それは、テルネイ王国の過激派たちが邪魔をしていたからなのですが、魔物の凶暴化が原因で危うくなるのではなくて、人的災害とも言えますわね。
「さて、と。教会に問い合わせて、その模様が祖となる王の証であることの確証を得ねばならんな。恐らく間違いないとは思うが、憶測だけで動くわけにもいかぬし、教会のお墨付きがあれば、それは揺るぎないものになる。その後には、周辺国にお披露目会の招待状を送らねばな」
「お披露目会ですか?」
「うむ。祖となる王が誕生したのだとしたら、そのお披露目をせねばなるまい。

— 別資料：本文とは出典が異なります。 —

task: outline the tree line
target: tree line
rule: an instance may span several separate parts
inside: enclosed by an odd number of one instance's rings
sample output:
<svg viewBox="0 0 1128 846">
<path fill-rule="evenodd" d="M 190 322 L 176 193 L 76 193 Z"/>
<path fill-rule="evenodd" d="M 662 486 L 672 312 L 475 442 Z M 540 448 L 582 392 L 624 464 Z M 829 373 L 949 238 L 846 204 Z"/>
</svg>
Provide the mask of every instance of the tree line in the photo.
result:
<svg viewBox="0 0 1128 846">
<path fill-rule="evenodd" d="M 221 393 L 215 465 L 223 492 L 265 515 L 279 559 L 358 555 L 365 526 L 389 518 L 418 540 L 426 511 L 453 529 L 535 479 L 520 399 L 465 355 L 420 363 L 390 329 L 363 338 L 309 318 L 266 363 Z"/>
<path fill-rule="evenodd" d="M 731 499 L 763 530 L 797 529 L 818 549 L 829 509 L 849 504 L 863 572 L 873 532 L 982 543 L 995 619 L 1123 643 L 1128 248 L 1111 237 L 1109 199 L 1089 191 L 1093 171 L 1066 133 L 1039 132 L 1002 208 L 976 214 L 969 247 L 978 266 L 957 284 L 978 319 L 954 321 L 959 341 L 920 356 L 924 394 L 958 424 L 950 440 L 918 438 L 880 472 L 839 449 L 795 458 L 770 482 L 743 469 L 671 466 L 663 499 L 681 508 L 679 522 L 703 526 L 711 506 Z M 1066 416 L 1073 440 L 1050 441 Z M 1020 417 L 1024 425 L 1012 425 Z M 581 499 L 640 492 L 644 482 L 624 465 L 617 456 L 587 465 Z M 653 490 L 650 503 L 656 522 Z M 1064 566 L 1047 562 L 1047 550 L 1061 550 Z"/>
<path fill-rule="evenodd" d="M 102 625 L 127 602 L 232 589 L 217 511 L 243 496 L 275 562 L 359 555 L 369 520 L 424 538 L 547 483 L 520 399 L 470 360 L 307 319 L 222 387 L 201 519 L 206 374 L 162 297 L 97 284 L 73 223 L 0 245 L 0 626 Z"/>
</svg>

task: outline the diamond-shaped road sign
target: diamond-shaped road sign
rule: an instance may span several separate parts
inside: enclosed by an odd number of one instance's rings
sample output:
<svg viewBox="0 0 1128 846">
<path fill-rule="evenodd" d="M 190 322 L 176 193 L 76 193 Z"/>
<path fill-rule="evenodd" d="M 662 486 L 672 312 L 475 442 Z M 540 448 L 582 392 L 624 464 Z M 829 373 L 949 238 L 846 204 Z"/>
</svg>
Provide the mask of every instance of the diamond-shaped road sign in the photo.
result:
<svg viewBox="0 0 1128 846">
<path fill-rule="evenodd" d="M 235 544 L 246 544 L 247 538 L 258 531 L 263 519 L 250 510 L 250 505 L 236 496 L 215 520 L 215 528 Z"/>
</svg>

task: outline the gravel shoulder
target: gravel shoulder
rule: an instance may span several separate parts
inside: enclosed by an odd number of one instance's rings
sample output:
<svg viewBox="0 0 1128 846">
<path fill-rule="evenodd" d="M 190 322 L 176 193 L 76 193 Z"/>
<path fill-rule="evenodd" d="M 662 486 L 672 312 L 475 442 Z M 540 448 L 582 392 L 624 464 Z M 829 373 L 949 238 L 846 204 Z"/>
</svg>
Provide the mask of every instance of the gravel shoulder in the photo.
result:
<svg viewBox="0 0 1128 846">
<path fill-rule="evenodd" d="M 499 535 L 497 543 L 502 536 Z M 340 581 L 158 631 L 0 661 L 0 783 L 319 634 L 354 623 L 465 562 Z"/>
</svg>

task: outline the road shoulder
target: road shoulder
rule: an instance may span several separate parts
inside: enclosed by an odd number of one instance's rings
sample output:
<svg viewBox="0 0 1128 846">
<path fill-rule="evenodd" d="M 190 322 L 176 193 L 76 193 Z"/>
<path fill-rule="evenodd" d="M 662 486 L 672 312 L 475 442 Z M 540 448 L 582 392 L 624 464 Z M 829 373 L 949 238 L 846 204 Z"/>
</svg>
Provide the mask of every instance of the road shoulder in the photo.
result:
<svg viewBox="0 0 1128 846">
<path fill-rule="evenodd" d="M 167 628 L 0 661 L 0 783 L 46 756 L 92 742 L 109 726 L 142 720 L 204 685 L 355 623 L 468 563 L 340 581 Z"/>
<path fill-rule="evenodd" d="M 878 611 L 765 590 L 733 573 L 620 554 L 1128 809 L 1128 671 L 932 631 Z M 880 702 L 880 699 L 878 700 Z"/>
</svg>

そこでアーデルハイトがアイゼン王国の領土はそのままに、新たに建国宣言をすることも周知させねばな」
「……どうしても、ですか?」
「どうしても、だ。それと、テルネイ王国の王子については会ってみてから考えるとして、婚約者にヴィヨン帝国の皇子はどうなのだ?」
「お断りいたしますわ。第一皇子殿下は亡命、第二皇子殿下は大公になられる予定、第四皇子殿下は婿入りしてからの陞爵だったはずです。いらぬ恨みは買いたくはございませんわ」
「女の恨みは怖いですからな!」
「あら、ヴァルター卿、わたくしも女性ですわよ?」
「おっと、失礼いたしました!」
第二皇子と第四皇子は女王の王配となれるならば、と思うかもしれませんが、それを婚約者のご令嬢たちや家族が納得するとは思えませんもの。
嫌だと言ったところで、皇帝が決めたことに逆らうことはないでしょうけれど、国政に影響は出てしまうでしょうから、そうまでしてゴリ押しするとは思えませんわ。
だからといって、テルネイ王国の王子と婚約するかと聞かれましても、まだお会いしたことがございませんからね。
それにしても、歓迎会を前にしてこの騒動。
お披露目会の追加となりますと、わたくし、ゆっくり刺繍をしている暇もないのではないでしょうか?
お友達を招いてのお茶会もしたいですし、少し予定を見直す必要がございますわ。
さて、ではそろそろお暇を……となった頃に、陛下がモジモジされておられるのですが、急いだ方が良いかしら?御手洗よね?
「そ、その、な。アーデルハイトよ」
「はい、陛下」
「う、うむ。その、な」
「はい、陛下。何でございましょうか」
「あ、あの、だな」
「…………。」
「は、ハイジと、余も……その、呼んでも構わん、だろうか?」
「え、あ、はい。……は?」
「そうか!良いか!で、では、これからは余もハイジと呼ぼう!」
御手洗に行きたかったわけではなかったのですね。
まあ、特に嫌だと思う気持ちも今はございませんので、良いのですけれど、まだモジモジチラチラされておられるのですが、今度こそ御手洗かしら?
そう思っているとマヌエラから、「お父様と、そうお呼びにはなられないのですか?」と、耳打ちされました。
あ、なるほど。そういうことでしたのね。
何だか気恥ずかしく思いましたが、「それでは、お父様、お暇いたしますわ」と告げると、陛下は嬉しそうに「うむ、何ぞあれば、いつでも頼りなさい」とおっしゃってくださいました。
はぁ。女王確定ですわ。しかも、祖となる王ですって。
お披露目会のときには、王妃様にも、いえ、お母様もご出席いただけると良いのですけれどね。